Mitgliederbrief aus Brandenburg
Hepp sagte dem Sender, man habe sich über viele Themen geärgert, die von der Bundes-CDU gekommen seien. An der Basis lasse sich die Bundespolitik kaum noch als CDU-Politik verkaufen, sagte er. Die Unterzeichner seien Merz-Anhänger gewesen, umso schmerzhafter sei nun der Verlust von CDU-Inhalten.
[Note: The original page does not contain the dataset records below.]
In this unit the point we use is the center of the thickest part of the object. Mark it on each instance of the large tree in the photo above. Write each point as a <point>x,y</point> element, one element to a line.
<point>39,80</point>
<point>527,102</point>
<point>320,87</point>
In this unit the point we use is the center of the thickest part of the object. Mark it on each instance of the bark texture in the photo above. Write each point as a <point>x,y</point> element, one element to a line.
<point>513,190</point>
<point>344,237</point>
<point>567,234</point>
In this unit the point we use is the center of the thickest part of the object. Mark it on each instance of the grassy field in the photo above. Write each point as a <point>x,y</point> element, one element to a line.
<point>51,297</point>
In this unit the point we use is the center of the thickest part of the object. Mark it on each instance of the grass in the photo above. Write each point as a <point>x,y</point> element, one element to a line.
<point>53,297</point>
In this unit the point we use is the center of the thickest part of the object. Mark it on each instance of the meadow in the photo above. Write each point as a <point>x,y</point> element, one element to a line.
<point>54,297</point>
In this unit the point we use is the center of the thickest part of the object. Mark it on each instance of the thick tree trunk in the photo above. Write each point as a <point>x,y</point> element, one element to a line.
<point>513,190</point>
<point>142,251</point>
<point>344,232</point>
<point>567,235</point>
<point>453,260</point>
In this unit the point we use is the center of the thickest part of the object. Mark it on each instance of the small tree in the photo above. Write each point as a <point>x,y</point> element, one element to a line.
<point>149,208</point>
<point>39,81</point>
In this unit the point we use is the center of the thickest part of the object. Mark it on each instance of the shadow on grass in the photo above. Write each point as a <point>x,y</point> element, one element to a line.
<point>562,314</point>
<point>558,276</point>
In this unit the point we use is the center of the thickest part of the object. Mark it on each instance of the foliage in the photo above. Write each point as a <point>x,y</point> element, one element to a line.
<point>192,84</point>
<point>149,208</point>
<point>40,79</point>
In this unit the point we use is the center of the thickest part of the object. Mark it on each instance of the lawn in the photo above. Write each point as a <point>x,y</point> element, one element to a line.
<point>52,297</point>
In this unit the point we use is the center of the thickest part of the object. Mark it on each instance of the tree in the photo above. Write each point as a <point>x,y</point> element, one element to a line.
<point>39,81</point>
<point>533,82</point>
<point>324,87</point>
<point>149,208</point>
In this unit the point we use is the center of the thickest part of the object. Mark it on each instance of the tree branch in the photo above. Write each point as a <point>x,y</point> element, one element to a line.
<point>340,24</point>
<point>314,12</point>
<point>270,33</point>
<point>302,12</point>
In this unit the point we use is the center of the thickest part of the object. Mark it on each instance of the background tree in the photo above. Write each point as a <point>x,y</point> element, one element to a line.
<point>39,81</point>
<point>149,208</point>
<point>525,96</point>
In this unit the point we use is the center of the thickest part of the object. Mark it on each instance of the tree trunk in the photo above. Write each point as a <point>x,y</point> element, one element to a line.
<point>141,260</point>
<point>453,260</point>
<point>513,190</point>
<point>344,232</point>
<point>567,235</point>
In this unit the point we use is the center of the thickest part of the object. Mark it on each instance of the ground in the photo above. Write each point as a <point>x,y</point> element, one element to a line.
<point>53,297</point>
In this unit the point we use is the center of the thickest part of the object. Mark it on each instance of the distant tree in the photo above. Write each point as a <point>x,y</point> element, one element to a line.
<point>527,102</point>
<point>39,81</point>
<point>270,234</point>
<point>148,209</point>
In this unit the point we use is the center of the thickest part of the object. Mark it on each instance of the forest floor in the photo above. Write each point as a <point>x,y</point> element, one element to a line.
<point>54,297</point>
Kritik an Linie und Wahlkampf
Hepp warf der Partei vor, ihre Themen nicht mehr konsequent voranzubringen. Im Zusammenhang mit der Landtagswahl in Sachsen-Anhalt kritisierte er, der Wahlkampf sei stark gegen die AfD gerichtet gewesen, statt die eigenen Inhalte in den Mittelpunkt zu stellen. Von der CDU erwarte er mehr Führung und die Bereitschaft, sich auch in der Fraktion durchzusetzen.
Drohung mit Austritt
Nach Angaben Hepps denken die Verfasser des Brandbriefes inzwischen ernsthaft über Parteiaustritte nach. Er sagte, die Mitglieder könnten es irgendwann nicht mehr vertreten, unter CDU-Fahne zu laufen, und sie würden damit ausdrücken, dass sie ihre jahrelange Mitgliedschaft beenden könnten. Zum Zeitpunkt des Interviews hatte Hepp keine Antwort vom Kanzler oder aus dem Konrad-Adenauer-Haus erhalten.
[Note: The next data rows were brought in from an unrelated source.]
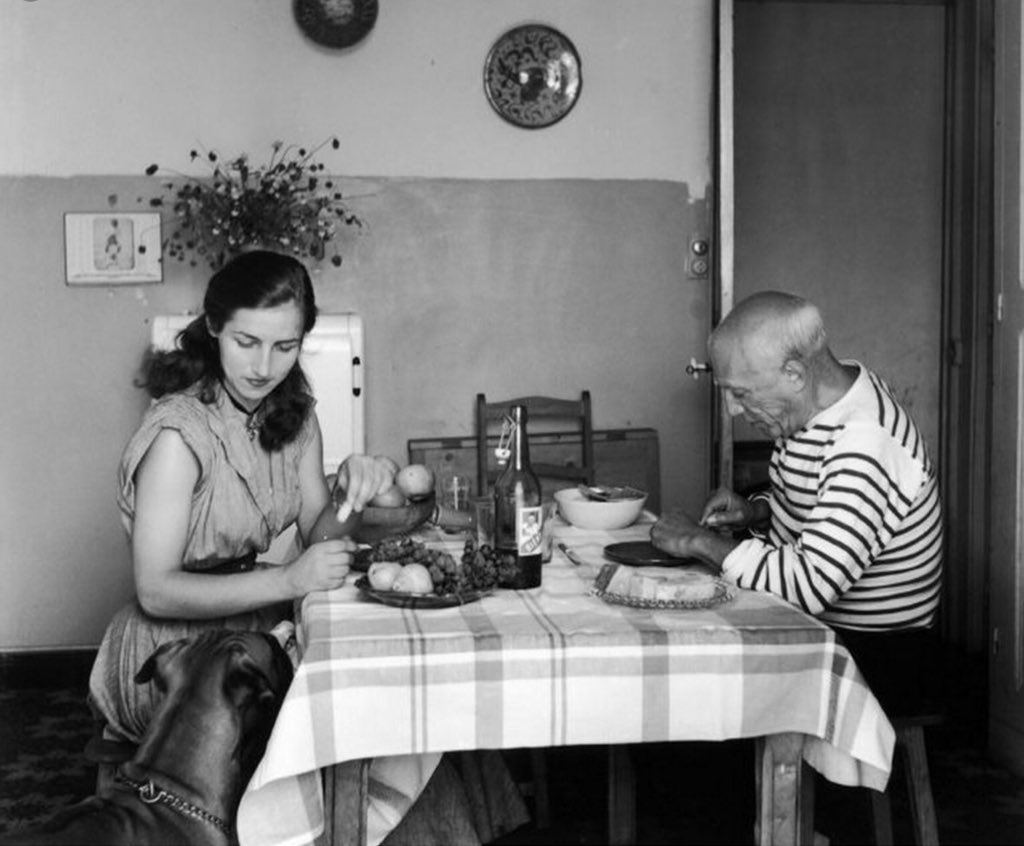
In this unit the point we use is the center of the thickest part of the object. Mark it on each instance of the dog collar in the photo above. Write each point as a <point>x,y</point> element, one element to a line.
<point>151,794</point>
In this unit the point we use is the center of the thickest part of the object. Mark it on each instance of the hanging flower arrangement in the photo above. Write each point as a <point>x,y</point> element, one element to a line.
<point>288,204</point>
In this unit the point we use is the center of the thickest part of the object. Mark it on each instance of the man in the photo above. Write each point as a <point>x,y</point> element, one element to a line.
<point>851,527</point>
Der Brandbrief aus Großbeeren trifft die CDU in einer Phase, in der die Partei bundesweit um Geschlossenheit, Profil und Bindung an ihre Stammwählerschaft ringt. Dass sich 33 Mitglieder aus Brandenburg mit öffentlichen Forderungen an Friedrich Merz wenden, zeigt den Druck an der Basis und verweist auf einen Konflikt zwischen Anspruch und Wahrnehmung der Bundespartei.
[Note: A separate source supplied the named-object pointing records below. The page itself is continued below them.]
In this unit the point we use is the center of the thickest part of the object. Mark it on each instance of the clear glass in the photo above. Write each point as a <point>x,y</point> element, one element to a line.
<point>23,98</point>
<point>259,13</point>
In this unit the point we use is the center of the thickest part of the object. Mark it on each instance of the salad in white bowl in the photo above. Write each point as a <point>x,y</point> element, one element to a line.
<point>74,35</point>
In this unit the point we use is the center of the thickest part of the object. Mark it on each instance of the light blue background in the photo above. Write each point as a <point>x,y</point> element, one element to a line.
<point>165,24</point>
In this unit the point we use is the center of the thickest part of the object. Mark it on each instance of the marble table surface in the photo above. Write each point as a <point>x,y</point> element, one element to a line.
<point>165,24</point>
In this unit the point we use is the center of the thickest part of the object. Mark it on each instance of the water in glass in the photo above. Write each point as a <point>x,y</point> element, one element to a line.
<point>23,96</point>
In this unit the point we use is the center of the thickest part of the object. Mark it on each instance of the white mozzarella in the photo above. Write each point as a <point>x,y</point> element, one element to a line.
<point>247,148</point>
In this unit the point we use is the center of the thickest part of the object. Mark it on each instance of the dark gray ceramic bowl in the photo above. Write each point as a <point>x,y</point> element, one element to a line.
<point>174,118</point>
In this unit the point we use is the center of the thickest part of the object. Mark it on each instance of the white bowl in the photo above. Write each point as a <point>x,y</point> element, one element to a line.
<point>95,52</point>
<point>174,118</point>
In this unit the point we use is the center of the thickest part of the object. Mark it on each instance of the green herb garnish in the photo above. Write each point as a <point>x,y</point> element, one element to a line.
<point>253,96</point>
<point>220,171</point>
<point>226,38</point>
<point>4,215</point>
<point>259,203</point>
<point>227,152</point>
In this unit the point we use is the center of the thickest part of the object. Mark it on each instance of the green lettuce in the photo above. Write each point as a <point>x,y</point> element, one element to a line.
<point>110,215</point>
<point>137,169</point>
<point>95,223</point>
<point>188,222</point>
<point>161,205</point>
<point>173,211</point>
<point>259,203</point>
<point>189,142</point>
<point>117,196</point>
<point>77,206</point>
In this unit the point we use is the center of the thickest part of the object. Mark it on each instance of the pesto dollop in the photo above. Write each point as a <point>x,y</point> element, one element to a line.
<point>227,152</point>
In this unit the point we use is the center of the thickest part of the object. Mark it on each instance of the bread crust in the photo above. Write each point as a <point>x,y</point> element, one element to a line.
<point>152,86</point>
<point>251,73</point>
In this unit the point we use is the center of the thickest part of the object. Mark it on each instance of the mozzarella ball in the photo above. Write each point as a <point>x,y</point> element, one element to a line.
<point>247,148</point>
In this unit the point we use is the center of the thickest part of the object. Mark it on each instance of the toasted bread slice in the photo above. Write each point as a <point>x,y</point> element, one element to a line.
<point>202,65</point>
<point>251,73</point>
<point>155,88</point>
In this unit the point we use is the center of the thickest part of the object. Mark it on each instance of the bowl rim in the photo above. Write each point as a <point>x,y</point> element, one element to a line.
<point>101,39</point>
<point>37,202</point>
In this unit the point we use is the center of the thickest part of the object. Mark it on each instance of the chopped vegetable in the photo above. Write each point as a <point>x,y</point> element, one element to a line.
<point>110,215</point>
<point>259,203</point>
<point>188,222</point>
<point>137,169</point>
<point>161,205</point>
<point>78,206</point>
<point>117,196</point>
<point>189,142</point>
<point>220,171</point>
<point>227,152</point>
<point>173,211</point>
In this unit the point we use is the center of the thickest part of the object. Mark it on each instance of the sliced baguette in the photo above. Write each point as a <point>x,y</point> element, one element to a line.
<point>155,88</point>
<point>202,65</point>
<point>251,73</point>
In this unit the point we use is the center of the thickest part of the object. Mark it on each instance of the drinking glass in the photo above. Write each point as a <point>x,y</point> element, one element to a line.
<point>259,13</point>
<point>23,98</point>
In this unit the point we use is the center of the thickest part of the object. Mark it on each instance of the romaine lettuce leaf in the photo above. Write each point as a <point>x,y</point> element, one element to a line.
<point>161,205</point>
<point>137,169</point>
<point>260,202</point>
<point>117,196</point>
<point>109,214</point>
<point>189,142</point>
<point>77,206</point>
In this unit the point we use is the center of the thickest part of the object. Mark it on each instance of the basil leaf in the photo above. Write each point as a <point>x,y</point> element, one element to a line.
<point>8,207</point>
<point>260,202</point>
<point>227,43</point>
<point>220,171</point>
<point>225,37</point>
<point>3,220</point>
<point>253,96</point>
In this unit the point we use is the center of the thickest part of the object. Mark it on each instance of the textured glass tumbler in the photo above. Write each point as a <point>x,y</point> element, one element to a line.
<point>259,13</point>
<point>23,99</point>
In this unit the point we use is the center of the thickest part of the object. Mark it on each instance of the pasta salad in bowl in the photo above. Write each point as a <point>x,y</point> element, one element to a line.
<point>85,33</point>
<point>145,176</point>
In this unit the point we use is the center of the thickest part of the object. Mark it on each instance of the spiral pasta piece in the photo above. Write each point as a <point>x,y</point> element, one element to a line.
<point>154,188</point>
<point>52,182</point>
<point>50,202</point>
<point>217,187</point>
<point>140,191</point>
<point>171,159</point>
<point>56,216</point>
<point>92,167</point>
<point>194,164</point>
Politisch ist der Vorgang vor allem deshalb relevant, weil Unzufriedenheit in der Fläche oft früher sichtbar wird als in den offiziellen Gremien. Wenn Mitglieder offen mit Austritten drohen, ist das kein Routinekonflikt, sondern ein Signal für Erosion von Loyalität und Identifikation. Für eine Volkspartei ist das besonders heikel, weil sie auf aktive Mitglieder, kommunale Verwurzelung und glaubwürdige Vermittlung zwischen Bundes- und Ortspolitik angewiesen ist.
Bedeutung für die CDU-Basis
Die Aussagen aus Großbeeren knüpfen an ein bekanntes Muster an: Streit über Richtung, Ton und Prioritäten einer Partei wird schnell zur Frage, ob sich Mitglieder in ihrer Organisation noch wiederfinden. Dass in dem Brief mehr Führung, Selbstkritik und klare Antworten verlangt werden, macht den Kern des Konflikts deutlich: Es geht nicht nur um einzelne Entscheidungen, sondern um die politische Linie insgesamt.
Folgen für Merz und die Partei
Für Friedrich Merz erhöht der Vorgang den Druck, in der Partei sichtbarer zu führen und die unterschiedlichen Erwartungen in der Union auszubalancieren. Gerade in Wahlkampf- und Konfliktphasen entscheidet sich daran, ob Unzufriedenheit begrenzt bleibt oder sich in weiteren Austritten, Distanzierung und sinkender Mobilisierung niederschlägt. Der Fall ist damit weniger ein Einzelstreit als ein Frühindikator für die Stabilität der CDU im Verhältnis zu ihrer Basis.